Japan holds first hacking contest backed by government
Posted on 05 February 2013.
Despite being one of the greater world economies and being technologically advanced as few others, Japan has woken up to the reality of cyber crime relatively late.

The highly publicized compromise of Japanese Parliament's computers and successful confidential data exfiltration, as well as the Japanese defense contractor hack and the compromise of the Japanese Agriculture, Forestry, and Fisheries Ministry networks were probably the breaking point that made the government realize that they will not be spared by attackers.
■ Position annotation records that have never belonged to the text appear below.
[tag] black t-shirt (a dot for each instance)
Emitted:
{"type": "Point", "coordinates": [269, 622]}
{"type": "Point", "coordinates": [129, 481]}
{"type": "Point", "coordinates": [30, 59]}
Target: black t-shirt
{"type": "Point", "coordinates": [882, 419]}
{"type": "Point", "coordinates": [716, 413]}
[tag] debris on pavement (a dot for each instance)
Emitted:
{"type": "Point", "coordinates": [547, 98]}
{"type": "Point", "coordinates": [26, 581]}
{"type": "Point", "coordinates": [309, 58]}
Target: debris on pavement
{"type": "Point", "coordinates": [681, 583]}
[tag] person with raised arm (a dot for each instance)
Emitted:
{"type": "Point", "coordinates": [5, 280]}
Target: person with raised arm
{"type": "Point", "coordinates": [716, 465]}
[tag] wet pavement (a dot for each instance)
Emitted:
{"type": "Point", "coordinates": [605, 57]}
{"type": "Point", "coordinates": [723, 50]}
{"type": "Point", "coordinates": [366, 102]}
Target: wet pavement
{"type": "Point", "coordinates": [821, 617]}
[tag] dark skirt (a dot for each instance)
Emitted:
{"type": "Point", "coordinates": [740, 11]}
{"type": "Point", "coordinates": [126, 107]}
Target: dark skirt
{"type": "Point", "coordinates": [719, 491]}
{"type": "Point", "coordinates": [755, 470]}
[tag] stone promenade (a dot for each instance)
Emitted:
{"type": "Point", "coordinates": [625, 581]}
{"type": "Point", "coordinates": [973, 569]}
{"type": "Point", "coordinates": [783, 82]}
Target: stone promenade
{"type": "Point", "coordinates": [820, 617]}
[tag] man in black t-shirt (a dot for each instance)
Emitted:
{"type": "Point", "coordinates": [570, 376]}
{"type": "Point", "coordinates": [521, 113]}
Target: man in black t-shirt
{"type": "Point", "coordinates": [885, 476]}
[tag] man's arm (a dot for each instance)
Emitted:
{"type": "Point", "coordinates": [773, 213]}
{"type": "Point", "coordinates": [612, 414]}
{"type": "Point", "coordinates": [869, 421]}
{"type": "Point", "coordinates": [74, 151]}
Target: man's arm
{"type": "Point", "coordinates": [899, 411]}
Add to this the recent maritime dispute between Japan and China over a group of Japanese islands and the fact that China is widely considered to be one of the most active nations when it comes to cyber espionage, it's easy to see what finally spurred them on to make an effort to jumpstart the nation's cyber defensive capabilities and pass laws that will criminalized malware creation and distribution.

Among the results of this push is also the first-ever government-sanctioned hacking contest held last weekend in Japan, PC Mag reports.

The competitions saw nine teams of four - all winners from previously held regional rounds - trying to outdo each other in data theft and code decryption. The final round was between the best two teams, and the winner was a team of IT security workers from Tokyo.

"We need this kind of contest to fight back and survive," commented Mashahiro Uemura from Japan's Economy Ministry office for IT Security Policy, adding that this and other similar contest are and will be aimed at building a pool of cybersecurity specialists that will help defend the nation's cyber resources from all attackers.

Previously such contest were avoided because it was thought they would encourage cyber crime.